Bekledik, sabrettik, bedenimiz gönül oldu, gözler yolda, hasret dolu bakışlar ile bakarken, sonunda kavuştuk beklenen günlere. Hamd bizi Şehr’i Ramazan-ı Rahmet’e kavuşturana olsun…
İman ve İtikad’ın sorgulandığı, Sözde Müslüman mı? Özde Müslüman mı? olduğumuzun isbatı olan, mübarek günler geldi, el-hamd…
Tabi bu mübarek günlerin rahmetinden tüm hücrelerimizle faydalanmak adına bir menümüz olmalı. Bu menü tahmin ettiğimiz gibi veya beklediğimiz gibi bir menü değil. Yani; aman sahurda meyve, sebze, peynir zeytin ile geçirin. Akşam geç olacağından hafif gıdalar tüketin, çorba, sebze yemekleri, meyve vs. gibi değil, menümüz. Bu menü başka menü…
Rahmet-i Rahman Cenab-ı Allah, bizlere “Bakara süresi / 185. Ayet”inde bahsettiği, emrettiği (Okuyalım) “Başı Rahmet, Ortası mağfiret, Sonu cehennem azabından kurtuluş” olan bu kutlu ibadet ile bizlere engin hazinelerinden vermek, vermek, vermek istiyor…
Peki bizler bu hazinelerden faydalanmak, ödüle hak kazanmak için hakk için neler yapmalıyız.
Dua niteliğinde tavsiyelerimiz şöyledir;
Her gece Yatsı / Teravih namazımızdan sonra, mutlaka 1 saat dahi olsa uyuyalım, ki TEHECCÜDün eşsiz güzelliğini tadalım…
İftar ve sahurlarımızda aşırıya kaçmayalım. Gönlümüz, gözümüz mütevazi olur ise, soframızda mütevazi olur. Doyar…
Dost meclisleri iftarlarda kurulmasın sadece, sahurlarda da hemhal olup halleşelim dostlarımızla. Ve bu buluşmalarımızda mutlaka Rahman’ın, Rasûlullah’ın söz sofraları da açılsın…

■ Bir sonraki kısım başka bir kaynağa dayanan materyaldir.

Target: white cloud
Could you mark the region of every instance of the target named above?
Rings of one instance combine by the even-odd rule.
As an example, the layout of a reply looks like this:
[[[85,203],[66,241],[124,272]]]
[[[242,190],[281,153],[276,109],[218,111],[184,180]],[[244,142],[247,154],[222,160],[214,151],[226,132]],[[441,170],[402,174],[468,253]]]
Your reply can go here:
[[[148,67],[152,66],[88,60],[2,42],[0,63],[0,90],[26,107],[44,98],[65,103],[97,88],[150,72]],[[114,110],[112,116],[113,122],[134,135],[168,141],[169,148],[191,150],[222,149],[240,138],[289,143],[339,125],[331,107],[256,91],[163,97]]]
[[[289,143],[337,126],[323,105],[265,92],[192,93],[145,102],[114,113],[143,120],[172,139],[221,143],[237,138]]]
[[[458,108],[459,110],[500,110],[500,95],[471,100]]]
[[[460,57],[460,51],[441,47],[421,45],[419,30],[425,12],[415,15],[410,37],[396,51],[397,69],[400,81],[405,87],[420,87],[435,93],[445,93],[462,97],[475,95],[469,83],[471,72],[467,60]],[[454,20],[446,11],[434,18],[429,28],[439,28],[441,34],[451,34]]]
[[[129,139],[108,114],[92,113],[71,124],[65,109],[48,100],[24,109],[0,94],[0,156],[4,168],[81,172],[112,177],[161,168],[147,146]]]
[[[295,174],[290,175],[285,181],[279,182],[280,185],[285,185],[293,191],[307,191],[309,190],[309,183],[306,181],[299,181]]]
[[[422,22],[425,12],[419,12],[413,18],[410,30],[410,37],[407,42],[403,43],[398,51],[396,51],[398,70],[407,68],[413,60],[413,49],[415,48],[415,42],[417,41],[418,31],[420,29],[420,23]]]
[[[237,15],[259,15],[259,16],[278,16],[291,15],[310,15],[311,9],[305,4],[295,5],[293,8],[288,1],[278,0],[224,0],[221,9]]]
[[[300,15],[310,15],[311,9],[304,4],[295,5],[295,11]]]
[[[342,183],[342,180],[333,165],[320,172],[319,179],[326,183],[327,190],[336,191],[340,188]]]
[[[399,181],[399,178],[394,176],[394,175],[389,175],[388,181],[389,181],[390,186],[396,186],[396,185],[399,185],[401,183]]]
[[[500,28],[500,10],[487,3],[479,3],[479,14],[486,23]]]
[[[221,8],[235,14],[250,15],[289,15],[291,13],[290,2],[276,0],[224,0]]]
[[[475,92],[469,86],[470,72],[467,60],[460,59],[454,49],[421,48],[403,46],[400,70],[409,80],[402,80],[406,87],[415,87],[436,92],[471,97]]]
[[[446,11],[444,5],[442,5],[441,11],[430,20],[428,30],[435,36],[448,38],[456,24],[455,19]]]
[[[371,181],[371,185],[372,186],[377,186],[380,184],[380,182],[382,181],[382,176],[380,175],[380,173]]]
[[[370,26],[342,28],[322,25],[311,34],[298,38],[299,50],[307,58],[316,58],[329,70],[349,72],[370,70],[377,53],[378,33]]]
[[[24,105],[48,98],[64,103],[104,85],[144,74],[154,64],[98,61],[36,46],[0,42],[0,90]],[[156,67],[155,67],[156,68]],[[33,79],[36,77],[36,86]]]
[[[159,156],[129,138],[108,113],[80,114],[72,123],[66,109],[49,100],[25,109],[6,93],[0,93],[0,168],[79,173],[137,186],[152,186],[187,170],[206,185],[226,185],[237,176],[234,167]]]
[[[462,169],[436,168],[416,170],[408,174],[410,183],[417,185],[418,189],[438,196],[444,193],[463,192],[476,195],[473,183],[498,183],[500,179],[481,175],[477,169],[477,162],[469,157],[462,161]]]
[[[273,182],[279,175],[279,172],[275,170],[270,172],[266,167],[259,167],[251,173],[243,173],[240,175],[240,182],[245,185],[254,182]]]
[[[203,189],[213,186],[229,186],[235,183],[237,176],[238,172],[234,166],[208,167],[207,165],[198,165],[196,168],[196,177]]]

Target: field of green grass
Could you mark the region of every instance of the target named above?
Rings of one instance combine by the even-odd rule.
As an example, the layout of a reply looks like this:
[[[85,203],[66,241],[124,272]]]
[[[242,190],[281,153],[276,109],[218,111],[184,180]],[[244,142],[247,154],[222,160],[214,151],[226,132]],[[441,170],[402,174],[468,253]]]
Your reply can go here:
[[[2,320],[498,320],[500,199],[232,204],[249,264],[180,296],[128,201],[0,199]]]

Kur-an’ı Kerim ile mesaimizi arttıralım. Bilmiyor isek öğrenelim. (Emin olun ki 1 hafta içinde öğrenebiliriz, Kelam-ı Hakk olan kitabımızı) biliyor isek, en az 1 hatim okuyalım, dinleyelim. Meal okuyalım. Ezber yapalım. Ezbere bildiğimiz, namazlarımızda okuduğumuz ayetlerin, surelerin meallerine bakalım ve artık hissederek okuyalım…

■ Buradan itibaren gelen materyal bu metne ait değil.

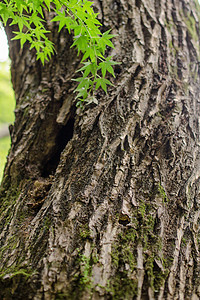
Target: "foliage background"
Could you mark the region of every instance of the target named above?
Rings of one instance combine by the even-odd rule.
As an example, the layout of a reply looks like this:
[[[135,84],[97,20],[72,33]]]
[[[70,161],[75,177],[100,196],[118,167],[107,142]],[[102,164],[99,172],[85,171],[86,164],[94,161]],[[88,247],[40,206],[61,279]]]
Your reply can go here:
[[[0,62],[0,129],[14,121],[14,92],[10,80],[9,60]],[[10,137],[0,139],[0,180],[10,147]]]

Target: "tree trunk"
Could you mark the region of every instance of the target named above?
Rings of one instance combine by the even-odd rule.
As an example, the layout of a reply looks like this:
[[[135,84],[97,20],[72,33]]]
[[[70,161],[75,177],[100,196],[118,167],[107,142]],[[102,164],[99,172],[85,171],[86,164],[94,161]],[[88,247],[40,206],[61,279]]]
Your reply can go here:
[[[200,298],[199,16],[194,0],[96,0],[121,65],[76,109],[72,38],[10,42],[16,120],[1,186],[1,299]],[[11,28],[6,28],[9,39]]]

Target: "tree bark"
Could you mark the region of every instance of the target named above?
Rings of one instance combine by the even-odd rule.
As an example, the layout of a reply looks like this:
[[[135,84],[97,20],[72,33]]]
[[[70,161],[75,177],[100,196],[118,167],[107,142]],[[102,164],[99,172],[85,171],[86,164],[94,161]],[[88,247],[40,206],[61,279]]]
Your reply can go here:
[[[199,16],[194,0],[96,0],[114,87],[76,109],[72,38],[44,67],[10,41],[1,299],[200,298]],[[48,18],[48,17],[47,17]],[[6,28],[9,39],[10,27]]]

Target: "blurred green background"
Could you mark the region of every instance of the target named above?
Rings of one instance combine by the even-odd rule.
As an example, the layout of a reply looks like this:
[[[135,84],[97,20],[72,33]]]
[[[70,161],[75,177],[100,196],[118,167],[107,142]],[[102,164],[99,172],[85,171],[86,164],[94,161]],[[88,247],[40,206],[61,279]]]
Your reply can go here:
[[[0,62],[0,131],[5,125],[14,122],[15,99],[10,80],[9,60]],[[2,179],[6,156],[10,148],[10,137],[0,138],[0,181]]]

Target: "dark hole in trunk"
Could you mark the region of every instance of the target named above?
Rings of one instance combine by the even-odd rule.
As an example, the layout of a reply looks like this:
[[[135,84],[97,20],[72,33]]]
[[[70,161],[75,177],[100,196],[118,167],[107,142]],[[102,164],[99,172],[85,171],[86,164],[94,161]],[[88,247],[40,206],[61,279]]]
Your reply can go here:
[[[65,149],[67,143],[72,139],[74,131],[74,119],[69,119],[65,126],[62,126],[56,137],[55,147],[52,150],[51,157],[42,166],[42,177],[53,175],[60,161],[60,155]]]

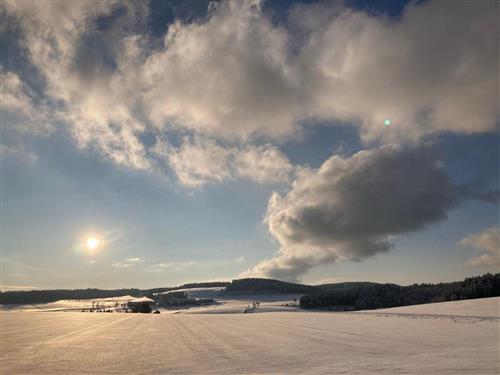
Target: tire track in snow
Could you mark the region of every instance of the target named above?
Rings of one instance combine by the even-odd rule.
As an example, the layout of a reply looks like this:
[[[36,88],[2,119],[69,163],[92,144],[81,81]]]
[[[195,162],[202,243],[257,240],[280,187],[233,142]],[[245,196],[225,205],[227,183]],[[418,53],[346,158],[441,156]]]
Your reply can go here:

En az 100 tane Hadis-i şerif okuyalım. Peygamberimiz Efendimiz bizlere neler söylüyor, hissedelim, yaşayalım…
Evlerimizi mescide çevirelim. Ailemizle hasbi-haller yapalım. Birlikte dualar edelim. Cemaat yaparak namazlar kılalım. En önemlisi belki de, bizbirimizin gözlerinden içeri, gönüllerine hasretle bakarak “Seni Seviyorum” diyelim.

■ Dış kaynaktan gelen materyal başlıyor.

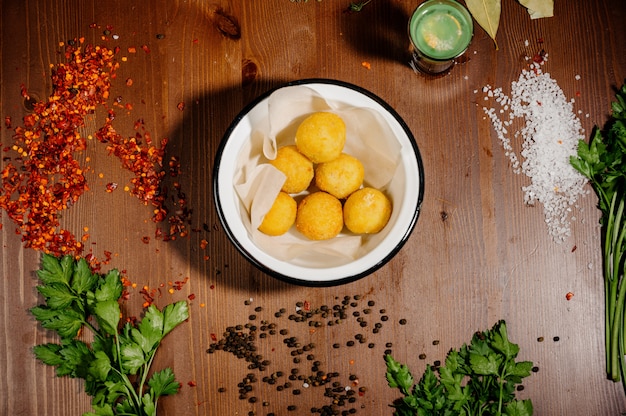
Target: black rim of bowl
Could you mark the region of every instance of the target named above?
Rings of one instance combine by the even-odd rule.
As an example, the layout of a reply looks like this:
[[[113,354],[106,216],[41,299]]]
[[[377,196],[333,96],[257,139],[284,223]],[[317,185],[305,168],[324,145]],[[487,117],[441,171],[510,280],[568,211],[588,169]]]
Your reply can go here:
[[[273,92],[275,92],[275,91],[277,91],[277,90],[279,90],[281,88],[285,88],[285,87],[290,87],[290,86],[295,86],[295,85],[307,85],[307,84],[330,84],[330,85],[335,85],[335,86],[339,86],[339,87],[349,88],[351,90],[354,90],[356,92],[359,92],[359,93],[365,95],[366,97],[368,97],[368,98],[372,99],[373,101],[375,101],[376,103],[378,103],[381,107],[383,107],[385,109],[385,111],[389,112],[389,114],[391,114],[393,116],[393,118],[395,118],[395,120],[398,122],[398,124],[404,130],[404,133],[409,138],[409,142],[411,143],[411,146],[413,148],[413,153],[415,154],[415,158],[417,160],[417,168],[418,168],[418,172],[419,172],[419,193],[418,193],[418,196],[417,196],[417,204],[416,204],[416,207],[415,207],[415,212],[413,213],[413,217],[411,218],[411,222],[410,222],[409,226],[407,227],[404,235],[402,236],[402,238],[398,242],[398,244],[396,244],[396,246],[391,251],[389,251],[389,253],[387,253],[387,255],[384,258],[382,258],[376,264],[374,264],[371,267],[369,267],[367,270],[364,270],[362,272],[356,273],[356,274],[351,275],[351,276],[346,276],[346,277],[333,279],[333,280],[319,280],[319,281],[317,281],[317,280],[300,279],[300,278],[294,277],[294,276],[288,276],[288,275],[279,273],[276,270],[273,270],[273,269],[269,268],[268,266],[266,266],[265,264],[263,264],[260,261],[258,261],[235,238],[232,230],[230,229],[230,227],[228,225],[228,222],[226,221],[226,217],[224,215],[224,211],[222,209],[222,205],[220,203],[220,196],[219,196],[219,180],[218,179],[219,179],[219,170],[220,170],[221,156],[222,156],[222,153],[224,152],[224,147],[226,146],[226,143],[228,142],[229,137],[231,136],[233,130],[239,125],[241,120],[255,106],[257,106],[261,101],[263,101],[268,96],[270,96]],[[388,263],[400,251],[400,249],[404,246],[404,244],[409,239],[411,233],[415,229],[415,224],[417,223],[417,219],[418,219],[419,214],[420,214],[420,210],[421,210],[421,207],[422,207],[423,199],[424,199],[424,166],[422,164],[422,157],[421,157],[419,149],[417,147],[417,143],[415,142],[415,137],[413,136],[413,133],[411,133],[411,130],[409,129],[407,124],[404,122],[402,117],[400,117],[400,115],[389,104],[387,104],[383,99],[381,99],[380,97],[378,97],[374,93],[372,93],[372,92],[370,92],[370,91],[368,91],[368,90],[366,90],[366,89],[364,89],[362,87],[359,87],[357,85],[354,85],[354,84],[351,84],[351,83],[348,83],[348,82],[344,82],[344,81],[337,81],[337,80],[331,80],[331,79],[325,79],[325,78],[307,78],[307,79],[302,79],[302,80],[297,80],[297,81],[291,81],[291,82],[284,83],[282,85],[279,85],[276,88],[273,88],[273,89],[265,92],[264,94],[261,94],[260,96],[255,98],[252,102],[250,102],[247,106],[245,106],[244,109],[241,110],[241,112],[239,112],[239,114],[232,121],[232,123],[230,124],[230,126],[228,127],[226,132],[224,133],[224,136],[222,137],[222,140],[221,140],[221,142],[219,144],[219,147],[217,149],[217,153],[215,155],[215,159],[214,159],[214,163],[213,163],[213,200],[215,202],[215,208],[217,210],[217,215],[218,215],[219,221],[222,224],[222,227],[224,228],[224,231],[226,232],[226,235],[228,236],[228,239],[230,240],[230,242],[235,246],[235,248],[237,248],[237,250],[250,263],[252,263],[256,268],[258,268],[262,272],[264,272],[264,273],[266,273],[266,274],[268,274],[268,275],[270,275],[272,277],[275,277],[277,279],[283,280],[285,282],[294,283],[294,284],[298,284],[298,285],[302,285],[302,286],[336,286],[336,285],[341,285],[341,284],[345,284],[345,283],[349,283],[349,282],[353,282],[355,280],[361,279],[361,278],[363,278],[365,276],[368,276],[368,275],[374,273],[376,270],[380,269],[382,266],[384,266],[386,263]],[[323,271],[320,270],[320,273],[323,273]]]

- Anneciğimize, Anneciğimize, Anneciğimize, Babamıza, Eşimize, Cennete bilet Evladlarımıza, Dostlarımıza, ve daha…
- Hakk’ın Rahmetine kavuştu iseler, kabirlerinde konuşalım onlarla. Bayram gününü, arefe gününü beklemeye gerek yok.
- Anne adayı hanım kardeşlerim, baba adayları kardeşlerim de doğacak bebeleri ile konuşsunlar. Merak etmeyin sizi duyan var…
Peygamberimiz Efendimizin hayatını okuyalım, Sahabe efendilerimizin hayatını, ilmi ile amil ölümsüz ADAMların hayatlarını okuyalım. Nasıl yaşamışlar anlayalım, hissedelim…
Evlerimizde Hüzüntü (Hüzün+Üzüntü) hali var ise, ortadan kaldıralım, birbirimize sımsıkı sarılalım. Birlikteliğimizin kıymeti bilelim…
Yola çıkalım. Dostların yoluna. Yaşayan, bedeni ölen farketmez. Canlı, cansız farketmez. Yola çıkalım…
Dua, Dua, Dua edelim. Kendimiz için, Ümmet için, Mazlum İslam alemi için, Mazlum insanlık alemi için. Bizi üzenler için, gönlümüzü yakanlar için, Allah’a İltica edelim…
Her an Allah ile olalım, her an Allahlı olalım. Konuşmamızda, susmamızda, Hakk Teala’yı analım, düşünelim. Onu üzecek işlerden berî olalım. Allah ile DOST olalım…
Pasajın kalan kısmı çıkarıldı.